By: Ifana Devi Mumtahana
Begitu banyak cerita tentang cinta
yang pernah aku dengar, pernah aku tonton, pernah aku baca, dan pernah orang-orang
ceritakan padaku. Dan semuanya berujung manis. Cinderela, Snow White, Rapunzel.
Sepertinya, sang pembuat cerita memang pernah merasakan sendiri betapa manisnya
cinta, betapa membahagiakannya ending, dengan alur yang membuat semua penonton
mengeluarkan berbutir-butir air mata haru.
Tapi bagaimana bila aku yang
menciptakan cerita itu? Mungkin akan berkebalikan. Karena yang kurasakan
berbanding terbalik dengan itu semua..
***
Aku begitu sibuk memasang beberapa
pita cantik dengan hiasan gliter kuning keemasan di dinding ruangan yang sedang
kudekor. Berkali-kali aku memasang, tapi tak sampai lima menit aku sudah membongkarnya
kembali. Ahh.. kenapa susah sekali hanya membuat hiasan dinding yang begitu
sederhana? Padahal ini sudah kurancang dengan desain yang seminimalis mungkin.
Aku menghela nafas. Rasanya lelah
sekali. Untung teman-teman mau membantuku mendekorasinya supaya terlihat
seromantis mungkin.
“Ara, ini rotinya kamu aja yah yang
hias. Takut salah” Liana menghampiri aku yang sedang duduk di samping sebuah
akuarium kecil. Di tangannya, bertengger manis kue ulang tahun bermandikan
coklat yang kelihatannya begitu lezat. Dia memang jago sekali membuat kue.

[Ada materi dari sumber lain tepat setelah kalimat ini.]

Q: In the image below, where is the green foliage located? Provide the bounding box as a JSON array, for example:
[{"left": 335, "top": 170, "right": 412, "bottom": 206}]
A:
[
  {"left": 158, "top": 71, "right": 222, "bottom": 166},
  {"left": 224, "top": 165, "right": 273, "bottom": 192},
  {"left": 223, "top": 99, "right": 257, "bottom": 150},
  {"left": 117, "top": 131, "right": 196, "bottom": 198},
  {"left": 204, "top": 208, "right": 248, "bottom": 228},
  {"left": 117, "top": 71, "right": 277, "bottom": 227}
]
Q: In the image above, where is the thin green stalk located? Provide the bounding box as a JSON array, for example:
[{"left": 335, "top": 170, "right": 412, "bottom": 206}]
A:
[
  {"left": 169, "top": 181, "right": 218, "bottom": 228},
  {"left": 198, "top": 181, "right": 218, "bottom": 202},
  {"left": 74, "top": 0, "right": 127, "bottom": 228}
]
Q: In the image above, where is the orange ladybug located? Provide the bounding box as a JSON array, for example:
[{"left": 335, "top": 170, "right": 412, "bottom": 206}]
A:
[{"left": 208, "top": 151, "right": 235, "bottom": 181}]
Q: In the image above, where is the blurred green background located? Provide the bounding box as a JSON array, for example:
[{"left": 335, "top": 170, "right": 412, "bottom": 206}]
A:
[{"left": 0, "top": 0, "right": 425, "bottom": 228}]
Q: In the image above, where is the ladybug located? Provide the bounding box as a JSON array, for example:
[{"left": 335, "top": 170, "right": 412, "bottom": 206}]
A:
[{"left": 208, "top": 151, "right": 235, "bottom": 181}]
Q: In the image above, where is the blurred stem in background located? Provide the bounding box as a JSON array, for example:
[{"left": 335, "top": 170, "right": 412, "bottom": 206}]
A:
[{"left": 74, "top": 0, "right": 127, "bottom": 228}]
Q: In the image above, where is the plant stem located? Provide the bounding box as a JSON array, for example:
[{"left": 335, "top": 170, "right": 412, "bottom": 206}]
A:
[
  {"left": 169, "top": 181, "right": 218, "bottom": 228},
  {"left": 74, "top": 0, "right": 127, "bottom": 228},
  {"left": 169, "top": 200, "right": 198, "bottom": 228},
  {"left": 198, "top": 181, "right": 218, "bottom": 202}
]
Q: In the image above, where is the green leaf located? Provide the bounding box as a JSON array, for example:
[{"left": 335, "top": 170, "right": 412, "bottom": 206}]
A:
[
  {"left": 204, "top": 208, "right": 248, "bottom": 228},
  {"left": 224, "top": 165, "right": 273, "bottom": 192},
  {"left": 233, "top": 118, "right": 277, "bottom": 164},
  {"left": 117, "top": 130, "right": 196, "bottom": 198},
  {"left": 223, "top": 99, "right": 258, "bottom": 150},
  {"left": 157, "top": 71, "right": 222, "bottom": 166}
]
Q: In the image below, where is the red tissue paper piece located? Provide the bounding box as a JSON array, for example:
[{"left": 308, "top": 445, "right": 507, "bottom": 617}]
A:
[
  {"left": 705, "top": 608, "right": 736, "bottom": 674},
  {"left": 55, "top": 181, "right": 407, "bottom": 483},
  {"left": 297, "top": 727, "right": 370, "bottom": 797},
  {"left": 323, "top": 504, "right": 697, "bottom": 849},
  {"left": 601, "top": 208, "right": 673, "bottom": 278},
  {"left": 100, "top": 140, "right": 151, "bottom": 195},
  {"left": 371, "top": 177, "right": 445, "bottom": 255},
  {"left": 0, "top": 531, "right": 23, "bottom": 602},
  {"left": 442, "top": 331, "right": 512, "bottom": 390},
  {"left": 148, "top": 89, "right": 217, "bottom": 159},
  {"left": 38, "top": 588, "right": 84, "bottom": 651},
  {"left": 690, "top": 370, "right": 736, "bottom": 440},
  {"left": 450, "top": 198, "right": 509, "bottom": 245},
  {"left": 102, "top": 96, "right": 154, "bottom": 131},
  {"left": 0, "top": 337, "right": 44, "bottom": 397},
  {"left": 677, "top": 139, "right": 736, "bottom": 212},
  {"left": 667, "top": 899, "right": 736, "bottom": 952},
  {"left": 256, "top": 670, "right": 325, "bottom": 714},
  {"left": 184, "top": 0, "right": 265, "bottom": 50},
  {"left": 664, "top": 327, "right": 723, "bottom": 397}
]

“yaudah sini,” ucapku seraya
menerima kue lezat itu. Tanganku segera mengambil krim berwarna putih dan mulai
mengukirkan sebuah nama. Walau aku tak cukup berbakat dalam masalah ini, tapi
setidaknya aku bisa sedikit menghiasnya supaya lebih enak dipandang.
Happy Birthday Honey
kalimat itulah yang kutuliskan
disana. Dengan bermodalkan PeDe yang tinggi, kutambah lagi tulisannya.
Ara love Zarro
“yaelah, norak lo!” cibir Wanda,
temanku yang bertugas membungkus kado yang telah kusiapkan.
“yee, biarin. Sirik aja” balasku. Haha,
kuakui, ini memang ‘sedikit lebay’. Tapi apa salah bila ini terjadi pada orang
yang sedang kasmaran?
Biar sedikit
kujelaskan. Hari ini, tanggal 29 April 2013, pacarku, pacar baruku, berulang
tahun yang ke 18. Dan ini adalah ulang tahun pertamanya saat menjalin hubungan
spesial denganku. Jadi tidak boleh disia-siakan dong ya.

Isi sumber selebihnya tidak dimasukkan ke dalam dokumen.